En las sombras del cenicero el humo se escapa entre las nubes de vaho. La niebla se cuela por la ventana abierta y la noche desteje su manto de solicitudes intentando hallar hueco entre las miradas vacías que la observan con la vulnerabilidad que produce la soledad de la intempestiva madrugada.
Podría buscar entre los rostros un atisbo de sonrisa, pero las canciones no suenan entre la sagacidad de los relámpagos. Ya no quedan billetes en este juego de marionetas hacia ninguna parte y el determinista destino se ha fugado para echarse a las cartas el futuro contra el libre albedrío.
Adiós a la noche, adiós al día. Y vueltas y vueltas rasgueadas en una guitarra eléctrica que deja entrever la necesaria inexperiencia del mundo entre los dedos.
La ceniza se ha desperdigado por toda la superficie del escritorio y los folios en blanco han echado a volar al son de las corrientes de aire frío que entran en oleadas con la respiración del cielo. La lejanía rompe a lo lejos agrietando el inexistente silencio y el mar se bate en un duelo consigo mismo por llegar un poco más arriba en cada marea.
Intenta estar viva.
Pero la luna se ríe en ella mientras le mira con la sonrisa menguante.

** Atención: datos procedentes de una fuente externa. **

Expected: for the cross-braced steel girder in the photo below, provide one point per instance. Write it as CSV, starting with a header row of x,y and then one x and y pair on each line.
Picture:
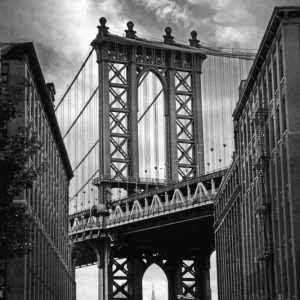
x,y
123,66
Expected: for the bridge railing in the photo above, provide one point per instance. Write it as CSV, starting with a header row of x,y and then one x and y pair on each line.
x,y
166,208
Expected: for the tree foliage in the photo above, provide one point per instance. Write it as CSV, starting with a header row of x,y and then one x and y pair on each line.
x,y
16,174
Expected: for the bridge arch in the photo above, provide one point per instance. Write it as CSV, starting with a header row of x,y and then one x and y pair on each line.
x,y
159,285
151,124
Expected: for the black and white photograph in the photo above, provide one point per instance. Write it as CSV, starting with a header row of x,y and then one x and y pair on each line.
x,y
149,150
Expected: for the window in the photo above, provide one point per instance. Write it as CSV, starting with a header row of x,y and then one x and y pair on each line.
x,y
283,116
265,90
280,63
275,73
278,123
270,84
272,143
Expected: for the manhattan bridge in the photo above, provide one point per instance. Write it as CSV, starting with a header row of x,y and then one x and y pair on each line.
x,y
148,128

Y la conciencia se ha batido en retirada entre todos sus escondrijos. Y los deseos se han suicidado en ristras de sueños que apelmazar en algún cajón de la mesilla de noche. Por lo menos ahí permanecerán seguros ante cualquier vicisitud que pueda proveer la tórrida incerteza del horizonte.
¿Y qué habrá más allá?
Entre las sombras del cenicero el humo se ha perdido en una fina columna que asciende con toda su ligereza hacia ninguna parte.
Como las vidas...
A fin de cuentas.
Adiós sucia patria que no me cobija.